Un statu quo est préservé tant que les forces intéressées par son maintien surpassent les forces qui rêvent de le ruiner. Telle est la situation qui prévaut en Israël/Palestine. Au fil de plus de 40 ans, par essais et erreurs – sans être planifié mais en réponse au code génétique d’une société de colons –, le système de contrôle israélien appelé « occupation » s’est sophistiqué, assurant un contrôle complet sur tout facteur ou tout processus susceptible de porter atteinte à l’absolue domination de la communauté juive et aux privilèges politiques et matériels qu’elle a engrangés.
Ce statu quo qui paraît chaotique et instable, est bien plus solide que ne le donne à penser la manière habituelle de qualifier la situation d’ « occupation militaire » provisoire. Les tensions et les oppositions intercommunautaires qui règnent dans le territoire placé sous le contrôle d’Israël sont si vives et l’écart entre la force de la communauté juive et celle de la communauté arabe si net qu’il n’est pas possible de gérer ces tensions sinon par un recours à la force armée.

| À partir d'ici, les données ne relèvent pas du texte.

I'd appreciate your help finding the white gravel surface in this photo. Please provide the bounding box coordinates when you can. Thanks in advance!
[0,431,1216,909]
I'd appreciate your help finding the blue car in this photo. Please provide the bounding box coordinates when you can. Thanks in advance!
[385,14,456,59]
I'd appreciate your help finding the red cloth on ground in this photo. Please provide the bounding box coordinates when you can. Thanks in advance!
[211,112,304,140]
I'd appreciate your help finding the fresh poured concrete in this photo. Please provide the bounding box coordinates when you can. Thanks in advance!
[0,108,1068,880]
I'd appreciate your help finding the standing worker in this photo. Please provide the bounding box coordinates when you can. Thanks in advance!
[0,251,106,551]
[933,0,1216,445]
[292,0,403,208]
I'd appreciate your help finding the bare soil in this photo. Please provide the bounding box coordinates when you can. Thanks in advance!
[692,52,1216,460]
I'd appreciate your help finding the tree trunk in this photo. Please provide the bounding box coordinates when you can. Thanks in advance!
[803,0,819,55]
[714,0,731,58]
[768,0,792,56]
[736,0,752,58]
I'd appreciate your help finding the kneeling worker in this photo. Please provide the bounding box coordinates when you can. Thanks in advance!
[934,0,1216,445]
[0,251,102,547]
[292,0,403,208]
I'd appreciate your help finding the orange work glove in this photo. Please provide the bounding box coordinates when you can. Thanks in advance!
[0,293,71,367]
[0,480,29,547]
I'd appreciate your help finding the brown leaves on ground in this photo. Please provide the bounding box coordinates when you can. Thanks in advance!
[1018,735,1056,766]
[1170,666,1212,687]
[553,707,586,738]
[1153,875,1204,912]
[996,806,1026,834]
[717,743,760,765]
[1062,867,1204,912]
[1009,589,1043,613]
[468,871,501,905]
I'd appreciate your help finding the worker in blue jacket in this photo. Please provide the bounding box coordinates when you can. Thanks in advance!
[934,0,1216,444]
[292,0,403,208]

On met généralement l’accent sur l’inégalité politique et civile ainsi que sur la négation des droits collectifs, que le modèle du partage ou celui, alternatif, d’un partage du pouvoir binational, est censé résoudre. Mais l’inégalité économique est plus grave et plus dangereuse : elle caractérise la situation actuelle et subsisterait, sans solution, dans les deux options : l’écart dans le PIB par habitant entre un Israélien et un Palestinien est de 1 à 10 pour la Cisjordanie et de 1 à 20 pour la Bande de Gaza. Il en va de même pour la profonde inégalité dans l’usage des ressources environnementales (sols et eau).
Ce fossé ne peut subsister que par la force que procure avec une grande efficacité tout l’establishment de la Défense, et même la plupart de opposants à « l’occupation » ne sont pas prêts à y renoncer, parce que leur confort en serait affecté.
Ce statu quo explosif résiste grâce à la combinaison de divers facteurs : l’éclatement de la communauté palestinienne et le fait de dresser les uns contre les autres les différents fragments de cette communauté ; la mobilisation de la communauté juive dans le soutien au régime d’occupation qu’elle voit comme le protecteur de son existence même ; le financement du statu quo par les « Etats donateurs » entraînant la corruption de la direction palestinienne ; le fait de convaincre les Etats voisins de préférer des intérêts bilatéraux et globaux à la solidarité ethnique arabe ; le succès d’une campagne de propagande appelée « négociations avec l’Autorité Palestinienne » et qui parvient à persuader bien du monde que le statu quo est provisoire et que l’on peut donc continuer à s’amuser avec des alternatives théoriques au « règlement définitif » ; le fait de réduire au silence toute critique comme étant l’expression de haine et d’antisémitisme ; le mouvement de recul psychologique devant la conclusion que le statu quo est durable et qu’il ne changera pas de sitôt. Il n’est pas plaisant d’en convenir et le pronostic est désolant, mais sans cette conclusion et à défaut d’en tirer les leçons, il n’y a pas d’espoir de changement.